I was in the audience on January 31 of this year (2025) at the University of California San Diego for a memorial performance and discussion of the life and work of Jerry Rothenberg, who I had come to know better after moving to San Diego and going to a number of dinners and parties at the house of him and his wife Diane in Encinitas. Most of the presenters at the memorial were present in the room. Pierre though gave his discussion over Zoom. It was obvious that he had become much more frail than the last time I had seen him, and even more so than in some recent photos in which he was walking with a cane. His brief talk, about Jerry and the anthologies they edited together and, of course, about Paul Celan, whose work Pierre spent decades translating, was thoughtful and moving. Several weeks later Pierre, like his friend Jerry less than a year earlier, was gone.
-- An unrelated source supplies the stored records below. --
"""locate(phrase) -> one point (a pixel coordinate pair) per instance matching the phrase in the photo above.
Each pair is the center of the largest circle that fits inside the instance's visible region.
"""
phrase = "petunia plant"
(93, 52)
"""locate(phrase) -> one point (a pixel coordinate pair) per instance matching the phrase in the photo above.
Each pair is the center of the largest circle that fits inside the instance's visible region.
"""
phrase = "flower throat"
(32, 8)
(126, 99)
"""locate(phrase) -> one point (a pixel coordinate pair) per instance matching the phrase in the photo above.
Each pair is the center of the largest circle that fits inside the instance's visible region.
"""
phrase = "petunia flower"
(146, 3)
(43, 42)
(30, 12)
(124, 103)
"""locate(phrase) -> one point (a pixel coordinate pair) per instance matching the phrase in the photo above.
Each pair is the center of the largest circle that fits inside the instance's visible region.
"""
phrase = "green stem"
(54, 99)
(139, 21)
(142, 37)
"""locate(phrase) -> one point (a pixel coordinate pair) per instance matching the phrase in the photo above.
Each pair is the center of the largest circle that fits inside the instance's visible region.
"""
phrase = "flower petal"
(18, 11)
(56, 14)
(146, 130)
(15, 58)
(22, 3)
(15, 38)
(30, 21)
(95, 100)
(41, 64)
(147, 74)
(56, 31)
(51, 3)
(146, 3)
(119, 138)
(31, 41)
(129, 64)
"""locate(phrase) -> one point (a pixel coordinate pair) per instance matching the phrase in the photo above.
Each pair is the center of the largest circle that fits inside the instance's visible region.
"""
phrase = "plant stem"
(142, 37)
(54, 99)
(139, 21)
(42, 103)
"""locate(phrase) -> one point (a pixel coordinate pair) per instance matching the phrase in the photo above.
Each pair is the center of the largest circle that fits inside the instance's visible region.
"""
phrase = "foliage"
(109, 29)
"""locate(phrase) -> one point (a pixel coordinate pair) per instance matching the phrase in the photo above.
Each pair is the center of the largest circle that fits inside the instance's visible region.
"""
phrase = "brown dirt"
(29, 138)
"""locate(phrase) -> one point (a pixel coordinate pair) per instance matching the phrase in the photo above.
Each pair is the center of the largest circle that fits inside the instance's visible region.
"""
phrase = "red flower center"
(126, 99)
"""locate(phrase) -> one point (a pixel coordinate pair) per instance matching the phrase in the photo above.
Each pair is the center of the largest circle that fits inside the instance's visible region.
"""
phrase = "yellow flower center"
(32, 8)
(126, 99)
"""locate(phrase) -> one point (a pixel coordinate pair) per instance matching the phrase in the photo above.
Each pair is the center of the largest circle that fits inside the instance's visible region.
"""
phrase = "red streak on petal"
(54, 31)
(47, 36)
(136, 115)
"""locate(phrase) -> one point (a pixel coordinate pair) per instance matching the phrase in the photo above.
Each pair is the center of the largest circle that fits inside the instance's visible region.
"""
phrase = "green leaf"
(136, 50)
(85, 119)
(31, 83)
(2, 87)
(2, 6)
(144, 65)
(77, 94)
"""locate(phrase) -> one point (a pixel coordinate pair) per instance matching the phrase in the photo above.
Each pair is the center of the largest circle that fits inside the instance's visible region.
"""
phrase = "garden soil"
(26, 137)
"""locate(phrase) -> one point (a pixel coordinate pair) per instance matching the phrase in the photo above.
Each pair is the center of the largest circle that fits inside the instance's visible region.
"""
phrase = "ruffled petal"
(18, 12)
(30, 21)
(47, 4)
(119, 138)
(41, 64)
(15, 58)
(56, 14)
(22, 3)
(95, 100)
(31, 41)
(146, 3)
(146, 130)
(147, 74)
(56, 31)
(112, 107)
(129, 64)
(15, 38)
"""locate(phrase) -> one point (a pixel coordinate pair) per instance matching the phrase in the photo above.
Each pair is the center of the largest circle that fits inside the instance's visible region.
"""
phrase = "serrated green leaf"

There are readers and scholars of Pierre’s work who will have more than to say than I do about the long-running significance of his translations, his critical essays, and his lively and sometimes unfairly neglected poetry, which I’ve always found witty and powerful and insightful in its global reach. All of that together is of course, and as he himself might have said, The Work which will form his legacy.
But I’ve always wanted to tell, and sometimes have told, the story of how we met and traded poems. For me that story remains the moment through which I recognized him and continued to understand him afterwards. He was willing to look at poems I pulled from my pocket and to give me a book that summarized his then already substantial writing, and to act like we were just two people in a class, which we were, trading poems and being willing to talk about our interests. It had a powerful effect on me. There were successful writers who seemed to welcome me and make me part of what they were doing, an experience often different than my experience with the professional journalism that I found quite tedious but which frequently paid a good portion of my bills during my years before and in graduate school and for a few years after. The experience encouraged me in my growing belief that it was possible for me to make something happen as a writer who wanted to be connected to the environment of literature and the arts.
I’m hardly alone in feeling that Pierre was both a guide and a friend, someone who encouraged me, by his way of being, to continue forward on the rather risky path I seemed determined to head down. I wanted to write this to add my voice to that of others. I want the encouragement that Pierre gave me to be noted as yet another example of the worthwhile activities of his life and literary work. I want that striking and funny moment between us to be remembered, a moment when some student I barely knew handed me a copy of a book of his selected poems and let me take it with me into the future.